Published online 2010 February 17. doi:  10.1128/JCM.02036-09
PMCID: PMC2849564

Rapid Detection of Rifampicin- and Isoniazid-Resistant Mycobacterium tuberculosis by High-Resolution Melting Analysis[down-pointing small open triangle]

Abstract

We have developed a high-resolution melting (HRM) assay to scan for mutations in the rpoB, inhA, ahpC, and katG genes and/or promoter regions for the detection of rifampin and isoniazid resistance in Mycobacterium tuberculosis. For assay development, 23 drug-resistant isolates of M. tuberculosis having 29 different mutations, together with 40 drug-susceptible isolates, were utilized. All 29 mutations were accurately detected by our assay. We further validated the assay with a series of 59 samples tested in a blind manner. All sequence alterations that were within the regions targeted by the HRM assay were correctly identified. Compared against results of DNA sequencing, the sensitivity and specificity of our HRM assay were 100%. For the blinded samples, the specificities and sensitivities were 89.3% and 100%, respectively, for detecting rifampin resistance and 98.1% and 83.3%, respectively, for detecting isoniazid resistance, as isolates with mutations in regions not encompassed by our assay were not detected. A C-to-T sequence alteration at position −15 of the ahpC regulatory region, which was previously reported to be associated with isoniazid resistance, may possibly be a polymorphism, as it was detected in an isoniazid-susceptible M. tuberculosis isolate. HRM is a rapid, accurate, simple, closed-tube, and low-cost method. It is thus an ideal assay to be used in countries with a high prevalence of drug-resistant M. tuberculosis and where cost-effectiveness is essential. As a mutation-scanning assay for detecting drug-resistant M. tuberculosis, it can potentially lead to better treatment outcomes resulting from earlier treatment with the appropriate antibiotics.

The emergence of multidrug-resistant tuberculosis (MDR-TB) and extensively drug-resistant TB (XDR-TB) has hampered the control and treatment of TB (45). MDR-TB is defined as TB that is resistant to at least isoniazid (INH) and rifampin (RIF), two main first-line antitubercular drugs, while XDR-TB is MDR-TB that is additionally resistant to three or more second-line drugs. MDR-TB accounts for an estimated 5% of all TB cases (44); however, patients are often not expeditiously diagnosed, resulting in the delay of appropriate treatment as well as poorer treatment outcomes for patients and the propagation and spread of MDR-TB. Conventional methods for drug susceptibility testing of MDR-TB require an additional culture period, typically between 2 and 5 weeks. An easy-to-implement, cost-effective, and rapid method for drug susceptibility testing is thus of paramount importance to limit the spread of drug-resistant tuberculosis.

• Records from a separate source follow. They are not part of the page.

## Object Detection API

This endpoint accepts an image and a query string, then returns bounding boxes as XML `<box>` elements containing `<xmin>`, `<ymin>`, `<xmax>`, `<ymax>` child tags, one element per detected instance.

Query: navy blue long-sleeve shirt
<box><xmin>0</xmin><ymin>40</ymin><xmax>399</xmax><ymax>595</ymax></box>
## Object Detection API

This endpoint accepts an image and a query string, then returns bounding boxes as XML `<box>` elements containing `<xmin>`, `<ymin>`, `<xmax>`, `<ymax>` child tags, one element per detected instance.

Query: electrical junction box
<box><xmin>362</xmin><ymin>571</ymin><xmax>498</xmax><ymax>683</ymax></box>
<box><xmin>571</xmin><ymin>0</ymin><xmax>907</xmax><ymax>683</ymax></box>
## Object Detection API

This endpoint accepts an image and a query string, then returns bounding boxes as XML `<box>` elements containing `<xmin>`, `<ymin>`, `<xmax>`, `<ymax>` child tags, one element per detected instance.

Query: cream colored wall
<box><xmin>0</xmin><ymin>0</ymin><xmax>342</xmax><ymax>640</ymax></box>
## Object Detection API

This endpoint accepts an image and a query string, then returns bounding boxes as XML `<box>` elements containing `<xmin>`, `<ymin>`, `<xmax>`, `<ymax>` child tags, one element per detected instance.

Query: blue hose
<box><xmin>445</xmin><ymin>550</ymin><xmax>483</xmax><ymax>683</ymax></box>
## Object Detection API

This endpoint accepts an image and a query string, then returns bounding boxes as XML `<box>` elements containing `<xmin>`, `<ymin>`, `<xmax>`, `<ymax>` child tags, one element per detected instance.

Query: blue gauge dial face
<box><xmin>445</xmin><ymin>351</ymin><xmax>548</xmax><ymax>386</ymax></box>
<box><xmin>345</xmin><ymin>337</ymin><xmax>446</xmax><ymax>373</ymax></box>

Drug resistance in Mycobacterium tuberculosis is due to mutations in genes or promoters of genes activating the drug or encoding the drug targets, which are detectable in the majority of drug-resistant isolates (41). Mutations associated with RIF resistance occur mainly in an 81-bp RIF resistance-determining region (RRDR) of the rpoB gene (codons 507 to 533; numbering according to the Escherichia coli rpoB sequence), with >95% of RIF-resistant isolates containing at least one mutation in this region (12, 13, 22, 28, 31, 36, 43). Mutations associated with INH resistance occur mainly in the katG gene (codon 315), the inhA gene and regulatory region, and the ahpC regulatory region (11, 20, 27, 29, 34, 40, 42).

While several molecular methods have been previously described for drug susceptibility testing of M. tuberculosis (2, 6, 7, 9, 26, 38), the cost and technical demands of the assays restrict their usage, especially in countries where funds are scarce. Another problem with the majority of PCR-based molecular methods is the requirement of downstream processing of PCR products, which exposes the PCR products to the environment, increasing the risk of cross-contamination of subsequent assays.

The high-resolution melting (HRM) analysis is a simple, cost-effective, closed-tube method with sensitivity and specificity reported to be higher than those of denaturing high-performance liquid chromatography (dHPLC) (3). HRM does not require the use of costly fluorescent probes and requires no post-PCR handling, making it an attractive alternative method for genotypic drug susceptibility testing of M. tuberculosis. The method involves performing a PCR with a saturating double-stranded DNA-binding dye such as Syto9, followed by a high-resolution melt analysis, whereby the amplicons are slowly heated to denaturation with real-time monitoring of the decrease in fluorescence during denaturation. By comparing the melting profile of the sample with a reference, any sequence variance can be detected. Homoduplexes are usually detected by a change in melting temperature (Tm), while heteroduplexes are usually detected by a change in the melt curve shape (24). As it is easier to identify a change in melt curve shape (10), the sample and reference DNA can be mixed together and amplified together by PCR to produce heteroduplexes, as in the method we have developed.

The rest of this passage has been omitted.